IRDAI’s zero-tolerance fraud push forces insurers to invest in AI-led monitoring before April 2026
With the April 2026 deadline approaching, insurers are expected to accelerate investments in digital fraud detection systems and cross-industry data sharing platforms as the sector transitions towards real-time fraud governance

- Insurers must adopt AI-driven fraud detection by April 2026.
- New rules mandate real-time monitoring and board-approved anti-fraud policies.
- Framework broadens fraud definition to cover cyber-enabled scams.
India’s insurance sector is accelerating investments in artificial intelligence and real-time fraud detection systems as insurers race to comply with the Insurance Regulatory and Development Authority of India’s (IRDAI) new fraud risk management framework, which mandates a zero-tolerance approach to fraud from April 1, 2026.
The new framework requires insurers, reinsurers and distribution partners to adopt board-approved anti-fraud policies and set up dedicated fraud monitoring structures, including a Fraud Monitoring Committee and an independent fraud monitoring unit responsible for identifying and managing fraud risks across operations.
The move marks a significant shift in regulatory expectations, pushing insurers to move beyond periodic fraud checks towards continuous, technology-driven surveillance of underwriting, claims and distribution channels.
“Fraud management in insurance is moving from reactive investigation to proactive, real-time monitoring,” said a senior executive at a general insurer.
“With the regulator tightening oversight, insurers are increasingly relying on AI-based analytics to flag suspicious claims or distribution patterns before losses occur.”
The updated framework replaces the sector’s 2013 fraud monitoring rules and expands the definition of fraud to include cyber-enabled or “new-age” frauds, reflecting the growing risks posed by digital channels and online distribution.
Under the guidelines, insurers must integrate fraud risk management across underwriting, claims and distribution operations and maintain incident databases, red-flag indicators and continuous monitoring mechanisms.
They must also participate in a technology-driven industry platform operated by the Insurance Information Bureau (IIB), which will maintain a shared repository of blacklisted hospitals, intermediaries, vendors and fraud perpetrators to help insurers identify repeat offenders across companies.
Rising fraud pressures
The regulator’s move comes amid rising concerns about fraud in high-volume segments such as motor and health insurance, where fabricated claims, inflated medical bills and staged accidents have historically contributed to industry losses.
Digitalisation of insurance distribution and claims processing has also created new vulnerabilities. Cyber-enabled fraud, identity manipulation and data-driven scams have become more common as insurers expand online channels.
As a result, insurers are increasingly deploying artificial intelligence to detect anomalies in claims behaviour, identify unusual policy patterns and track suspicious intermediaries.
“Advanced analytics and machine learning models are helping insurers detect fraud patterns that traditional rule-based systems miss,” said a technology consultant working with insurers. “The regulator’s framework is accelerating adoption of these tools.”
According to the new rules, must identify fraud risks specific to their business models, develop red-flag indicators, and report fraud incidents in a standardised format.
They are also required to file annual fraud monitoring reports with the regulator and ensure employee training on fraud prevention mechanisms.

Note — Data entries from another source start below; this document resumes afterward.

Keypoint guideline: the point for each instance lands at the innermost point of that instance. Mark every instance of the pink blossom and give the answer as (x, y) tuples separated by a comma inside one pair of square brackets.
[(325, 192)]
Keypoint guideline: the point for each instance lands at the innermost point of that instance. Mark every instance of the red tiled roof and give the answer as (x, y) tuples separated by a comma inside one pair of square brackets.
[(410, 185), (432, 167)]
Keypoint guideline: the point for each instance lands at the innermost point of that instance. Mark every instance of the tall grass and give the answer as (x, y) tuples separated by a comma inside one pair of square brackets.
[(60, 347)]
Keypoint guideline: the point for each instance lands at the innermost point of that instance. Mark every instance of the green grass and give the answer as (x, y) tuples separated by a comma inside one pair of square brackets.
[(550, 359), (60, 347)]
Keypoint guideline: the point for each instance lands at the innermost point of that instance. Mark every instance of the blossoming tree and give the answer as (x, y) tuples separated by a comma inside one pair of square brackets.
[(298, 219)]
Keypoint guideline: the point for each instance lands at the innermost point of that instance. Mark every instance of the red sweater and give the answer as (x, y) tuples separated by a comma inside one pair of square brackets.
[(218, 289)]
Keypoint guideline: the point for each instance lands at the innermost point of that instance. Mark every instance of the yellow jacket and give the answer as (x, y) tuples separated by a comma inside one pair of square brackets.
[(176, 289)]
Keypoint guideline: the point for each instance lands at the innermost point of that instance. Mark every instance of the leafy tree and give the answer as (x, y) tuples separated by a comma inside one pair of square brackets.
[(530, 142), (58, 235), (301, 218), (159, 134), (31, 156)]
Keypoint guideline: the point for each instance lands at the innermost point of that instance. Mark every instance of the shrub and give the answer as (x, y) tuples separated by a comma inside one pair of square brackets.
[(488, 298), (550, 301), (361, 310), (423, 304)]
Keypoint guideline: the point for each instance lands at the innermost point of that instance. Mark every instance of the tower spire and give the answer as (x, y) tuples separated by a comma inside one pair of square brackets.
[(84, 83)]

The rules apply not only to insurers but also to intermediaries and distribution channels, signalling the regulator’s intent to address fraud risks across the entire insurance ecosystem.
Industry executives say compliance will require significant investment in technology, data integration and specialised talent. particularly in areas such as fraud analytics, actuarial modelling and regulatory reporting.
However, they note that stronger fraud detection could ultimately reduce claims leakages and improve profitability for insurers while protecting policyholders from fraudulent practices.